I always seem to pay a price for my vacations...the nanobattery encyclopedia article lies on my desk unfinished, the scanning electron microscope must be fired back into life, and the garden is speckled with spring weeds. I keep part of my prairie plot unmowed, and rampant self-seeding into the flower beds is the result.
But I will procrastinate on it all, for just one more afternoon, to tell you what-I-saw-in-London and savor it again myself.
Down a busy street in Richmond, a sign painted on a brick wall beckons with the promise of something special this way. Past the narrow alley the landscape opens up onto the Petersham meadows, and down the lane is a nursery straight out of a Merchant Ivory film set.
In addition to impossibly beautiful garden ornaments and handmade candles smelling of 'Marie Antoinette's Dreams' there is a restaurant (expensive) where the waitresses wear wellies and a cafe (reasonable) for lunching outside. Petersham nurseries is in danger of losing its planning permission due to the increasing vehicle traffic; visit by public transport if you can. Instructions for supporting their application for permanent planning permissions are on their website.

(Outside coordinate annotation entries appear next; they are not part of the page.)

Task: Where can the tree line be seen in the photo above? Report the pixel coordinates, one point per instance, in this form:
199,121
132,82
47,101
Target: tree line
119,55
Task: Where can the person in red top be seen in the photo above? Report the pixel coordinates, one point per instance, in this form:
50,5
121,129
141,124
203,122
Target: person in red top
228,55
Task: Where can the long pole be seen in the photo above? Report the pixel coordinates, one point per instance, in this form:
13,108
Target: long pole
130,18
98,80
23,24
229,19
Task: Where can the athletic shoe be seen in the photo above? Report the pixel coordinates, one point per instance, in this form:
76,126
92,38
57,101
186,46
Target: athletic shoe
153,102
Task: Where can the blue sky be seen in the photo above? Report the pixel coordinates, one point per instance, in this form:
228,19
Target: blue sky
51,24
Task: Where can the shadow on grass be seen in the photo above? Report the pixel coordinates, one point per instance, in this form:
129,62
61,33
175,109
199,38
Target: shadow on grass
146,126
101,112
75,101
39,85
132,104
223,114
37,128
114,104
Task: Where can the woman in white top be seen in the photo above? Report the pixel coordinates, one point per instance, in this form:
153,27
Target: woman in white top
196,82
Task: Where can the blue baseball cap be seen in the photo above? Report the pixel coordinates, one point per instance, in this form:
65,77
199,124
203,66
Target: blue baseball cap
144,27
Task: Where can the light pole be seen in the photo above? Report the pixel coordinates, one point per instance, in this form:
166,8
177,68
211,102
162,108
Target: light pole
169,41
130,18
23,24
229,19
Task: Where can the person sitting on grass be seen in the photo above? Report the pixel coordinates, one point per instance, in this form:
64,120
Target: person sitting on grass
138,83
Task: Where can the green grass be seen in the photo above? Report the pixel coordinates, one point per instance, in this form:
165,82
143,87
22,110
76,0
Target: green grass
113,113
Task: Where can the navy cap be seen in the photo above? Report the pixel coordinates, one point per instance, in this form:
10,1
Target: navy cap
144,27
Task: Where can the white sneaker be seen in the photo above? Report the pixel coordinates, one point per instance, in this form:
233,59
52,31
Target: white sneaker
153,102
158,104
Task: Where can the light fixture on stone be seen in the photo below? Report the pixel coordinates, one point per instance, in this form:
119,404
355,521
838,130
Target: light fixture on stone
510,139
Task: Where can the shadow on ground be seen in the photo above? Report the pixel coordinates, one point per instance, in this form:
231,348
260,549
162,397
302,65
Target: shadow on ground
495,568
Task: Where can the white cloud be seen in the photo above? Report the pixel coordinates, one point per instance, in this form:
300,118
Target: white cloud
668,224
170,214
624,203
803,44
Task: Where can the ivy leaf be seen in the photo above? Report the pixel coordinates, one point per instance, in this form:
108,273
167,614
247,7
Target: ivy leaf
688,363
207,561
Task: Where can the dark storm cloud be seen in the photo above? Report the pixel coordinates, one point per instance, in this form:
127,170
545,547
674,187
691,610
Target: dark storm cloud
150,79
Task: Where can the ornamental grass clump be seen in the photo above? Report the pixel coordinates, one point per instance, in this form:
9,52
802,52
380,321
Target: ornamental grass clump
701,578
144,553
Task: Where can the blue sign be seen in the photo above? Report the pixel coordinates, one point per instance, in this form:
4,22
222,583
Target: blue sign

Stumbled upon in central London, next to the old city walls, the herb garden of the Worshipful Company of Barbers, with useful information about how to stay awake in church
We were on our way to the Barbican, actually, whose water garden by Chamberlin, Powell and Bon far-off garden historians will someday study as a quintessential example of a 1970s landscape:
And that great lady, Kew was wearing a couple of new necklaces. The treetop walkway:
and the new Sackler bridge by John Pawson with its sublime curve: this is minimalism I can believe in.
More about the rest of my trip later; for now it is on to an interlude of weeding and an evening of writing about nanobatteries.